Бутылка с зельем полетела в одну сторону, кубок в другую, а Фёдор воззрился на Михайлу злыми глазами:
– Что ты о ней знаешь? Что смеешь знать?
Михайлу такие мелочи не смутили.
– Прикажешь рассказать, царевич?
– НУ! – злобно рыкнул Фёдор.
– Там рассказывать-то мало, – развел руками Михайла. – Все слуги, которых я расспросил, говорят, что тихая она, домашняя, родителям очень послушна, а отец у нее суровый. Была б его воля, сидела б боярышня в тереме, да денег в семье не так много.
Фёдор внимательно слушал.
– Мать там по хозяйству хлопочет, а дочери рукоделием занимаются, в церковь с ней ходят. В это воскресенье к заутрене обязательно пойдут.
Фёдор сверкнул глазами:
– Храм какой?
– Святого Лазаря, царевич. Я уж разведал и где боярыня стоит обычно, и с какого места она виднее. Не желаешь сходить?

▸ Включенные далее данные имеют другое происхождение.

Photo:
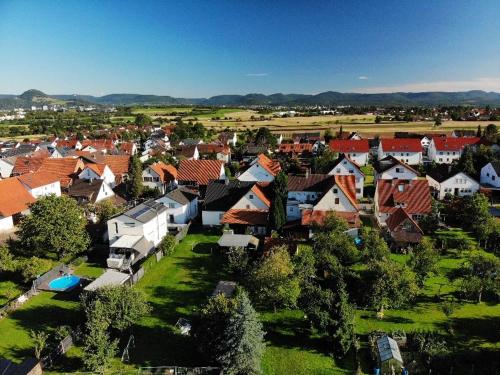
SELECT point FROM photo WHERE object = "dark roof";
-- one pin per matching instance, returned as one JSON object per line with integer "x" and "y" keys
{"x": 313, "y": 182}
{"x": 388, "y": 162}
{"x": 182, "y": 195}
{"x": 144, "y": 212}
{"x": 442, "y": 172}
{"x": 221, "y": 196}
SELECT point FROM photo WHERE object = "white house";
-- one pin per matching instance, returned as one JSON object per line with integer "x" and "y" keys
{"x": 344, "y": 167}
{"x": 390, "y": 168}
{"x": 444, "y": 181}
{"x": 406, "y": 150}
{"x": 41, "y": 184}
{"x": 490, "y": 174}
{"x": 355, "y": 149}
{"x": 444, "y": 150}
{"x": 160, "y": 176}
{"x": 135, "y": 233}
{"x": 182, "y": 205}
{"x": 262, "y": 169}
{"x": 98, "y": 172}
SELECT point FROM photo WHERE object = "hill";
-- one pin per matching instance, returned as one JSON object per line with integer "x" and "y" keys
{"x": 328, "y": 98}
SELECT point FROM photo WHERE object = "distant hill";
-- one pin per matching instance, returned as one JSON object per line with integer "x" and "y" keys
{"x": 328, "y": 98}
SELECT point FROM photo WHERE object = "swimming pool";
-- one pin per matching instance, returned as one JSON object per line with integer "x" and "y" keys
{"x": 64, "y": 282}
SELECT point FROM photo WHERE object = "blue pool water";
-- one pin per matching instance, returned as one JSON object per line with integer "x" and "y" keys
{"x": 64, "y": 282}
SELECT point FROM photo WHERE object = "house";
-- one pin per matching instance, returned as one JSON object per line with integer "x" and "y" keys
{"x": 242, "y": 204}
{"x": 444, "y": 180}
{"x": 90, "y": 191}
{"x": 446, "y": 150}
{"x": 389, "y": 357}
{"x": 160, "y": 176}
{"x": 262, "y": 169}
{"x": 41, "y": 184}
{"x": 338, "y": 199}
{"x": 412, "y": 195}
{"x": 135, "y": 233}
{"x": 67, "y": 169}
{"x": 490, "y": 174}
{"x": 406, "y": 150}
{"x": 403, "y": 229}
{"x": 14, "y": 202}
{"x": 344, "y": 166}
{"x": 95, "y": 171}
{"x": 390, "y": 168}
{"x": 182, "y": 205}
{"x": 199, "y": 173}
{"x": 217, "y": 150}
{"x": 356, "y": 150}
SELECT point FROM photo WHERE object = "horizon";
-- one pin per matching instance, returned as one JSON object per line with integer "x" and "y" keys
{"x": 199, "y": 50}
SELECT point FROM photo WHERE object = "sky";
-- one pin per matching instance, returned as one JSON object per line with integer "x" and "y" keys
{"x": 205, "y": 48}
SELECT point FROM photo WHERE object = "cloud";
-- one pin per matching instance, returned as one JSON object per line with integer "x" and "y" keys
{"x": 485, "y": 83}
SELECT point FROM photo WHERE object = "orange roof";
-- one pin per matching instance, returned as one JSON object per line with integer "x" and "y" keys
{"x": 200, "y": 171}
{"x": 166, "y": 172}
{"x": 64, "y": 168}
{"x": 348, "y": 185}
{"x": 245, "y": 217}
{"x": 317, "y": 217}
{"x": 14, "y": 198}
{"x": 259, "y": 193}
{"x": 272, "y": 166}
{"x": 37, "y": 179}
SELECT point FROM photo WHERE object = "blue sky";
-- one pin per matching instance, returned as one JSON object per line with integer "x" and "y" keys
{"x": 204, "y": 48}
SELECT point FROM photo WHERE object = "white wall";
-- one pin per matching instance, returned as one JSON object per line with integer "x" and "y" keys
{"x": 398, "y": 171}
{"x": 211, "y": 217}
{"x": 489, "y": 176}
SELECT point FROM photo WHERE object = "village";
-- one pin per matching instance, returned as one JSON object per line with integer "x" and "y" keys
{"x": 346, "y": 235}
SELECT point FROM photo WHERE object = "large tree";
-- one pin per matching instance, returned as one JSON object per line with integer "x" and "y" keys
{"x": 56, "y": 225}
{"x": 243, "y": 340}
{"x": 273, "y": 281}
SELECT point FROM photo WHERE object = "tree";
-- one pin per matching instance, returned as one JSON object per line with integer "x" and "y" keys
{"x": 273, "y": 281}
{"x": 481, "y": 273}
{"x": 278, "y": 213}
{"x": 423, "y": 260}
{"x": 142, "y": 120}
{"x": 55, "y": 225}
{"x": 136, "y": 185}
{"x": 39, "y": 341}
{"x": 374, "y": 246}
{"x": 243, "y": 340}
{"x": 391, "y": 285}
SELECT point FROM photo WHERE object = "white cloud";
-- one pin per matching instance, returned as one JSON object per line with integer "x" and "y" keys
{"x": 486, "y": 84}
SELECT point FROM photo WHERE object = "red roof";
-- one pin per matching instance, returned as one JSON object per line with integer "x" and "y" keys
{"x": 310, "y": 217}
{"x": 296, "y": 148}
{"x": 348, "y": 185}
{"x": 401, "y": 145}
{"x": 272, "y": 166}
{"x": 166, "y": 172}
{"x": 413, "y": 195}
{"x": 454, "y": 144}
{"x": 200, "y": 171}
{"x": 14, "y": 198}
{"x": 245, "y": 217}
{"x": 37, "y": 179}
{"x": 349, "y": 145}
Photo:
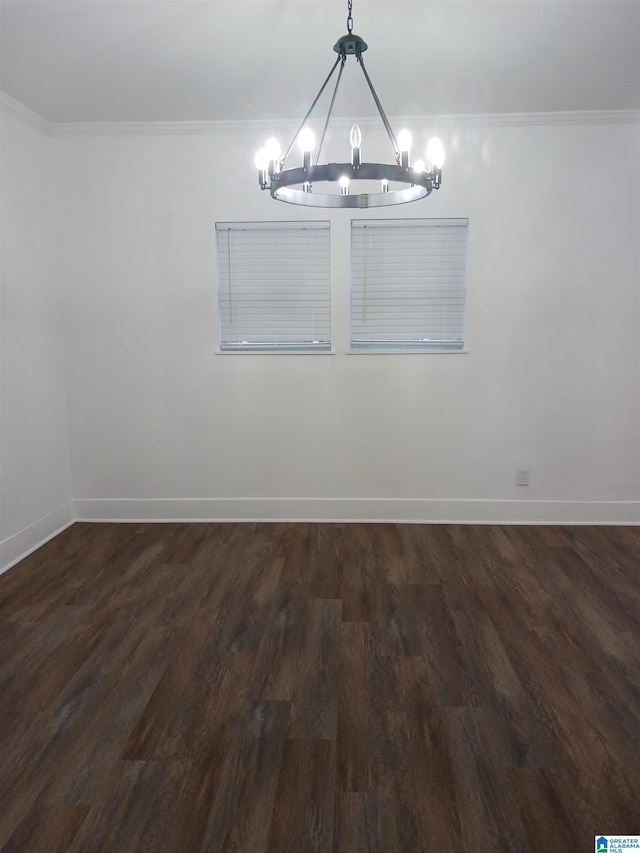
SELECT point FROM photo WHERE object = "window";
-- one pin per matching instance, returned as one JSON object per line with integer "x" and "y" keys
{"x": 408, "y": 284}
{"x": 274, "y": 286}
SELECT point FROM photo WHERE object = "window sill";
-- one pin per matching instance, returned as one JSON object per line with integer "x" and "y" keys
{"x": 274, "y": 352}
{"x": 407, "y": 352}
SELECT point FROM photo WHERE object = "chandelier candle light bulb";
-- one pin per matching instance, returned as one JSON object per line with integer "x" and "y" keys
{"x": 404, "y": 144}
{"x": 306, "y": 143}
{"x": 355, "y": 138}
{"x": 435, "y": 153}
{"x": 293, "y": 185}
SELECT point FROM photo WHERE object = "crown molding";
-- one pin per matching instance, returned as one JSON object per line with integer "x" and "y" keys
{"x": 258, "y": 127}
{"x": 15, "y": 108}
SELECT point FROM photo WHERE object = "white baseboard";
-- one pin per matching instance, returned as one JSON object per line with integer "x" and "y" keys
{"x": 359, "y": 509}
{"x": 18, "y": 546}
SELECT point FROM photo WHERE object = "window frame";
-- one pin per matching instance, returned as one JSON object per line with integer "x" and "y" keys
{"x": 456, "y": 264}
{"x": 306, "y": 344}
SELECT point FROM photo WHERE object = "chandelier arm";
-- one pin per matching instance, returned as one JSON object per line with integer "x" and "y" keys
{"x": 383, "y": 116}
{"x": 311, "y": 108}
{"x": 333, "y": 98}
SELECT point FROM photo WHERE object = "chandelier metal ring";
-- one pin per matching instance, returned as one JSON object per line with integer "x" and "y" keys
{"x": 419, "y": 180}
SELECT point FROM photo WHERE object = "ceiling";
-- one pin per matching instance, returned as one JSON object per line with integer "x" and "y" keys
{"x": 197, "y": 60}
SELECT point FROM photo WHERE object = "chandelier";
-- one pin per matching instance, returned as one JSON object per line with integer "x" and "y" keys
{"x": 296, "y": 185}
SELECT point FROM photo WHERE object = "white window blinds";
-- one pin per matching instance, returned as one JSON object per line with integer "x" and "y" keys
{"x": 408, "y": 284}
{"x": 274, "y": 286}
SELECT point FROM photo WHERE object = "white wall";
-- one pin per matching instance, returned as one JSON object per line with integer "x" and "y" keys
{"x": 161, "y": 426}
{"x": 35, "y": 487}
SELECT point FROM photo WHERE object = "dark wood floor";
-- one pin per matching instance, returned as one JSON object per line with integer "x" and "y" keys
{"x": 303, "y": 687}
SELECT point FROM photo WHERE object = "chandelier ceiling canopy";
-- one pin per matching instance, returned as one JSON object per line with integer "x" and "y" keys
{"x": 397, "y": 182}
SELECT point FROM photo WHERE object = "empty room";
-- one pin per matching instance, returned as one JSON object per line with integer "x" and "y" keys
{"x": 320, "y": 426}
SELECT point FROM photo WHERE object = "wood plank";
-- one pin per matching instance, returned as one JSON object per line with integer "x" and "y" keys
{"x": 325, "y": 687}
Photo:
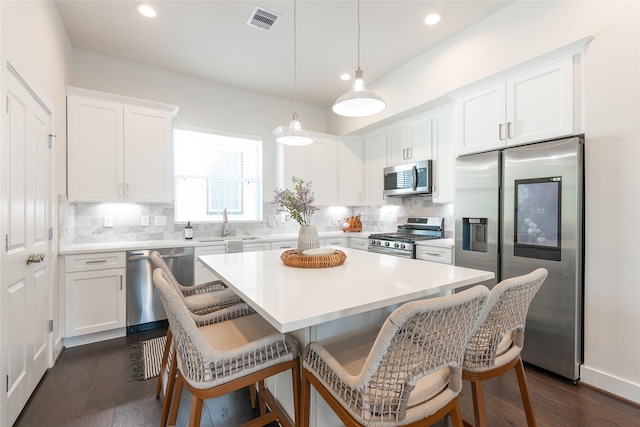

– Желаю. – Фёдор и не заметил, как перестал гневаться. Смазливый наглец оказался полезным, можно было его и потерпеть. – А что она еще любит? Чего не любит? Садись, рассказывай.
– Я ж там не так много времени провел, царевич, – потупился наглец. – Когда б ты мне приказал про нее все разузнать, я б тебе все и доложил. А так – что смог. Что няньку свою она очень любит, знаю. Что мать ее посекла за поход на ярмарку. Что приставила няньку выхаживать, пока та не оздоровеет…
Фёдор стиснул кулаки:
– Посекла?
Почему-то эта мысль вызвала гнев.
Никто, никто не смеет причинять ей вред… кроме него.
Помстились на миг умоляющие серые глаза, наполненные слезами, толстая рыжеватая коса, намотанная на кулак, гримаса боли, искривившая губы… Фёдор ощутил, как ожило естество…
Михайла внимательно наблюдал за царевичем. И увиденное ему не нравилось.
Неравнодушен он к боярышне. Это плохо. А хуже еще другое. Что любовь его… и сам царевич нездоров, и любовь у него такая же. Уж Михайле-то оно виднее, не первый такой на его пути.
Иные день прожить не могут, чтобы плетку в ход не пустить…
Фёдор, кажись, из таких. Надо еще приглядеться, но…
– Боярышня потом плакала, но повторяла, что сама виновата. Когда б ей варенья из рябины не захотелось, нянюшка ее была б здорова. Царевич, не позволишь ли слово сказать?